I know that on a small neighbourhood about a point $p$, the exponential map is a diffeomorphism. But does the geodesic still depend continuously on the initial velocities after it has travelled a long distance from the origin?
To be precise, let $(M,g)$ be a complete Riemannian manifold, $p\in M$. For each unit length $v\in T_pM$, there is a half maximal geodesic $$\gamma_{p,v}:[0,\infty)\ni t\mapsto \gamma_{p,v}(t)\in M.$$
Now, given a number $T>0$ that can be arbitrarily large, and a sequence $\{v_n\}$ in the unit sphere of $T_pM$ such that $v_n\to v$, then do we still have that $d(\gamma_{p,v_n}(T),\gamma_{p,v}(T))\to 0$?

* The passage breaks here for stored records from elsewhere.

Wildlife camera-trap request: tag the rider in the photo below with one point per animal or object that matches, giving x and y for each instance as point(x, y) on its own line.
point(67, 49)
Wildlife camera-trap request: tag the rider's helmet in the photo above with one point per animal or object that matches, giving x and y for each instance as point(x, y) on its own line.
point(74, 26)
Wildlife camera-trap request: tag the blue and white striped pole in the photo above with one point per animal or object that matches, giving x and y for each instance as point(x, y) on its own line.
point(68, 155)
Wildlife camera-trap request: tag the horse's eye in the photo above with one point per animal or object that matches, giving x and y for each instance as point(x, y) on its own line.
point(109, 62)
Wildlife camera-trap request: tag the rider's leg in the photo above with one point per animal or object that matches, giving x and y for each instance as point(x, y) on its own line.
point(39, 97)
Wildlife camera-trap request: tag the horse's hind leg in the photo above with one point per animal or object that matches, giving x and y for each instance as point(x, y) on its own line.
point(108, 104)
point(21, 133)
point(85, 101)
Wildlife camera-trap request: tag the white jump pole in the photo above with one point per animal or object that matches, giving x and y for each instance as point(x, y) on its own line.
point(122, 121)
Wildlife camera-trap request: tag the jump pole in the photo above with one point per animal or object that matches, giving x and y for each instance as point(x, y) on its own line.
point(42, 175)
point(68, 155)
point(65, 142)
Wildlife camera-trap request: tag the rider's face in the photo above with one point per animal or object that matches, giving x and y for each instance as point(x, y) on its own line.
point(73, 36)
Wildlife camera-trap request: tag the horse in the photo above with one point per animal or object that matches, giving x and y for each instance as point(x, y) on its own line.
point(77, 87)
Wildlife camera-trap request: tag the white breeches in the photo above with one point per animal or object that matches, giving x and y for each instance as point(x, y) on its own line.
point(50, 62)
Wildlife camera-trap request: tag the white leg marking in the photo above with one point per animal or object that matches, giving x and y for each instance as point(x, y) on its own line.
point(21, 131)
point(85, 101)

Of course we can write $\gamma_{p,v}(T)=\exp_p(Tv)$. However, it seems to me that $\exp_p$ is a diffeomorphism only on a small nbhd of the origin in $T_pM$, to which $Tv$ doesn't belong when $T$ is chosen large.
Is there any other way to show this? Thanks!
PS: I think we can use a series of small nbhds to cover $\gamma_{0,v}([0,T])$, argue on each, put them together and conclude.
PPS: No worries! I have already found a theorem saying that the exponential map is smooth wherever it is defined. So we don't need the diffeomorphism here!